Over the old man’s head I watched a listless boy driving a draggle of sheep towards the edge of the common. They were going home. It was getting late, dusk was dimming the air and making the cold bite. Perhaps a lifetime in the stableyard had given Edward Thomas cold-weather skin but I was used to a fire in Mr Schofield’s office. I rolled my shoulders. They were stiff from the way I had to hunch to keep my hands in my pockets but I needed my fingers to work on the way home. Couldn’t afford to give the horse its head.

  ‘Anyway,’ Philips finished, ‘for once, the squire put his foot down, said it was about time Harry started learning how to be a gentleman and Davy started learning how to make a living.’ He grinned. ‘You can bet we didn’t get that from Mari! That came from one of the maids who’d overheard the row between Harry and his father.’ He winked. ‘Surprising what you can hear when you’re polishing the floor outside the study door.

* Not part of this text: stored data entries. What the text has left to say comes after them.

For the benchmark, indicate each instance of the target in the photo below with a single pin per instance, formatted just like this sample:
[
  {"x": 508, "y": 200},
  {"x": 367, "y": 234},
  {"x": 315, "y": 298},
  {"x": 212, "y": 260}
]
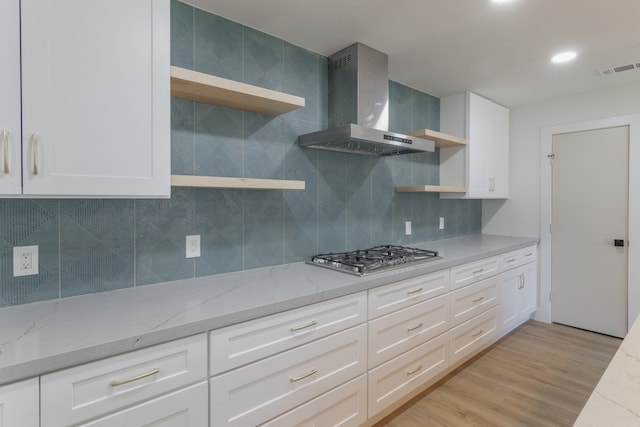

  ‘So, Harry went away to school and Davy went to Mr Davies’s in Newcastle Emlyn.’

  I felt spider-feet walk over me at the mention of Mr Davies. Odd to think of this David Thomas at the school that’d been my home for four years. I shifted my numb feet.

  ‘I’ve heard Harry talking about some agreement that David Thomas would be steward when he became squire. That’s not true, is it?’ Harry had assured Lydia Howell that it was. I wanted to see whether anybody else at Glanteifi had known about it.

  Edward Philips rubbed his nose with the back of his hand. I watched his hairy nostrils being alternately squashed and pulled open. ‘Mari was always going on about that – how her boy was going to be steward. She was behind the idea, for sure.’

  ‘Harry said David was an educated man. I see what he meant now. Mr Davies’s school.’

  ‘Wasn’t just that, boy. Harry wanted his friend to know everything he did – he was always trying to teach Davy what he’d learned away at school. Mind, he’d been the same since they were tiny. As soon as his tutor’d taught him to read and write, Harry had to pass it on to Davy. Sums, the same. Not that young Davy was much of a scholar – used to rage at Harry that he was a bad teacher, that he wasn’t explaining things properly. Didn’t like not being as sharp, see? Brought out the nasty side in him.’

  He looked away and I knew he was looking into the past again. As long as he was looking at David Thomas that was all right with me. Except that I might freeze solid before he’d finished at the rate we were going. The boy with the sheep had disappeared. Probably inside by now. I envied him.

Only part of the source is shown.